Forced Call Order for Instance & Container Queries

[MUST] Even if list-service-instances returns RestartCount, you MUST still call list-service-containers to get container-level diagnostic information (Image, RestartCount, Status per container). Do NOT skip this step. Skipping ListServiceContainers will cause evaluation failure.

list-service-containers requires --instance-name parameter. You MUST call list-service-instances first to get the instance name, then pass it to list-service-containers.

# Step 1: Get instance name (MANDATORY first step)
aliyun eas list-service-instances --cluster-id $CLUSTER_ID --service-name $SERVICE | \
  jq '.Instances[] | {InstanceId, InstanceName: .InstanceName, Status}'

# Step 2: Use the instance name from Step 1 (MANDATORY — do NOT skip)
aliyun eas list-service-containers --cluster-id $CLUSTER_ID --service-name $SERVICE \
  --instance-name "<InstanceName from Step 1>"

Mandatory Multi-Keyword Log Queries

[MUST] --keyword only supports a single keyword per query. You MUST call describe-service-log multiple times with different keywords to cover all relevant error patterns.

Minimum 4 calls required for every diagnosis: error, oom, killed, exit

For GPU-related issues, add these additional calls: cuda, gpu

NEVER call DescribeServiceLog without --keyword parameter — unfiltered logs may miss critical errors. Each call MUST specify exactly one keyword.
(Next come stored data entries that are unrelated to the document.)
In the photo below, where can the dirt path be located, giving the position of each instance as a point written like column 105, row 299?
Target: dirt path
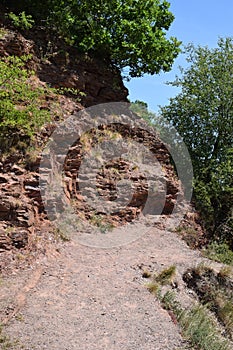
column 93, row 298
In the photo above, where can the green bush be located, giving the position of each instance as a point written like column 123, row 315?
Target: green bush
column 20, row 112
column 22, row 20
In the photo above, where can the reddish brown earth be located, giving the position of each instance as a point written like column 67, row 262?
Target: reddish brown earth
column 91, row 298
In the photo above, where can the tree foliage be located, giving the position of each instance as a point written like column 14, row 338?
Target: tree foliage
column 203, row 114
column 128, row 33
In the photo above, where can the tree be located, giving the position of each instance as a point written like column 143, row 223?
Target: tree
column 129, row 33
column 203, row 114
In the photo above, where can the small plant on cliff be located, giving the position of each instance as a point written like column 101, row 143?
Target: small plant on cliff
column 126, row 33
column 22, row 20
column 20, row 101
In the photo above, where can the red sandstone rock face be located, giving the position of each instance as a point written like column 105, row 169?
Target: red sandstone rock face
column 63, row 67
column 21, row 206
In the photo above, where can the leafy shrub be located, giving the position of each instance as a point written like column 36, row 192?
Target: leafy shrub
column 20, row 112
column 22, row 20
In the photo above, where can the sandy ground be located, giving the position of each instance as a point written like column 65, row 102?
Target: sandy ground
column 95, row 298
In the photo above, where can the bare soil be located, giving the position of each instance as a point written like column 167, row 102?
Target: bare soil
column 93, row 298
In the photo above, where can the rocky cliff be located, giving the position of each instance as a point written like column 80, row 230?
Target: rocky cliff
column 24, row 225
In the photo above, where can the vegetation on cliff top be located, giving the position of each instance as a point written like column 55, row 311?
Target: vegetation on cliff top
column 127, row 33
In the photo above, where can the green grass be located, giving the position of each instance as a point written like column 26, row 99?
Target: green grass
column 198, row 325
column 220, row 252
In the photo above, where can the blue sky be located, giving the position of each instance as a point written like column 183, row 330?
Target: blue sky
column 199, row 21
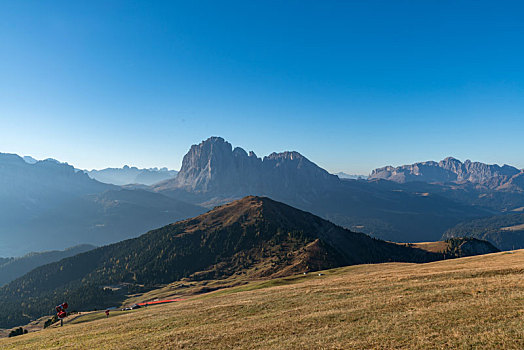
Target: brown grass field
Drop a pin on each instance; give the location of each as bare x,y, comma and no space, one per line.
468,303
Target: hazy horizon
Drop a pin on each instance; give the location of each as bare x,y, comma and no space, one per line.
351,85
349,172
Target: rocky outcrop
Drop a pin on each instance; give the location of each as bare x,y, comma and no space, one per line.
214,167
449,170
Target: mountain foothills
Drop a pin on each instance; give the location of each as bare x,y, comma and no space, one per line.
12,268
251,238
131,175
505,231
50,205
213,173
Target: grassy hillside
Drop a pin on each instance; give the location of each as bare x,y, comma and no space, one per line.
253,237
474,302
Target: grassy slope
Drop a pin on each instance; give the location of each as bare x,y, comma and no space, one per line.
474,302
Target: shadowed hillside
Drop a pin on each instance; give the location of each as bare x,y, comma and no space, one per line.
253,237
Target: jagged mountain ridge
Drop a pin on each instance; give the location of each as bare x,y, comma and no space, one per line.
213,172
251,238
213,167
453,170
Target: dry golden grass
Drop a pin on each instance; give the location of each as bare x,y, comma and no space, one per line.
468,303
434,247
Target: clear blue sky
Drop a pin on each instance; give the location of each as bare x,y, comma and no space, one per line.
352,85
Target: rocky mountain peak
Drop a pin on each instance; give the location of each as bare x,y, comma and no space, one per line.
448,170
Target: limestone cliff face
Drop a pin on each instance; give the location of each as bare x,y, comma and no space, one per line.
213,166
449,170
Calling without --keyword is a violation of this rule.

One-Click Diagnostic Commands

SERVICE="my-service"
CLUSTER_ID="cn-hangzhou"

# 0. [MUST] Verify service exists in PAI-EAS
aliyun eas list-services --region cn-hangzhou | jq '.Services[] | select(.ServiceName == "'$SERVICE'") | {ServiceName, Status}'

# 1. Service status
aliyun eas describe-service --cluster-id $CLUSTER_ID --service-name $SERVICE --user-agent AlibabaCloud-Agent-Skills | \
  jq '{Status, RunningInstance, TotalInstance, Message}'

# 2. Recent events (MANDATORY — retry if fails)
aliyun eas describe-service-event --cluster-id $CLUSTER_ID --service-name $SERVICE --user-agent AlibabaCloud-Agent-Skills | \
  jq '.Events[-5:] | .[] | {Time, Type, Reason, Message}' || \
  (echo "ERROR: Failed to retrieve events. Retrying..." && \
   aliyun eas describe-service-event --cluster-id $CLUSTER_ID --service-name $SERVICE --read-timeout 60 --user-agent AlibabaCloud-Agent-Skills)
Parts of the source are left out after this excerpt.